The social contract of the open web dissolved in 12 months
For thirty years, the deal held: crawlers respect robots.txt, publishers allow indexing, users find content through search. AI training broke it.
TollBit tracked robots.txt non-compliance for AI bots across three quarters: Q4 2024: 3.3%. Q2 2025: 13.26%. Q4 2025: 30%. A tenfold increase in one year. And that understates the problem — it only counts crawlers that identify themselves honestly. DataDome found 5.7% of AI crawler user-agent strings are spoofed, claiming to be browsers or search engine bots.
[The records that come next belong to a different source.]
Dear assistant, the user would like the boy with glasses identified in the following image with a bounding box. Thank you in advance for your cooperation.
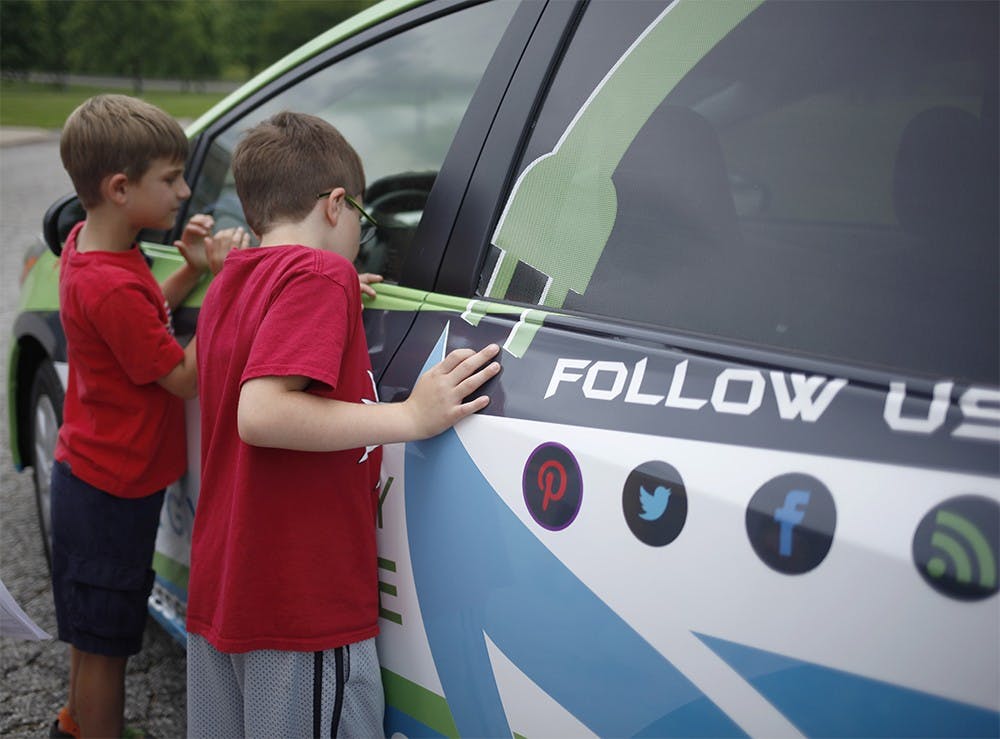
[187,111,500,737]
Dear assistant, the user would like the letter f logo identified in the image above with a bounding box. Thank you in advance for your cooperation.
[774,490,811,557]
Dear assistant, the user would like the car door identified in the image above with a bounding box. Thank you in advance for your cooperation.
[374,1,1000,736]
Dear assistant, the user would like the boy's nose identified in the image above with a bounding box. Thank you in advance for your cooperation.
[177,180,192,200]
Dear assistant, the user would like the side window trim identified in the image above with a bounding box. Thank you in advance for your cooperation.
[400,0,551,288]
[435,0,586,296]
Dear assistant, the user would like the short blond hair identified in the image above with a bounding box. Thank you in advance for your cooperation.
[60,94,188,209]
[232,111,365,236]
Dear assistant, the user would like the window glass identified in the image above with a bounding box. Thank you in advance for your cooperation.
[482,0,998,384]
[189,0,517,281]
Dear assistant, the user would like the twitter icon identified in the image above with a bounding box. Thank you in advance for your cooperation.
[639,485,671,521]
[623,462,688,547]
Wikimedia now blocks or throttles 30% of all automated requests — billions per day — from crawlers that don't adhere to their policies. Their engineering team reports these bots "routinely ignore historical precedent": sending requests as fast as possible, spoofing identities, circumventing rate limits. Worse: crawler operators have shifted to residential proxy networks — buying access to people's home and mobile connections to hide extraction among legitimate browsing traffic. "There is little a website operator can do to stop the flood."
A Duke University study confirmed the pattern: only 30.7% of bots complied with complete disallow rules. ByteDance's Bytespider had 0% endpoint compliance — it ignored every restriction. Less than 40% of AI bots re-checked robots.txt within a week.
The contract wasn't renegotiated. It was walked away from. The crossing now has no rules — just bandwidth bills.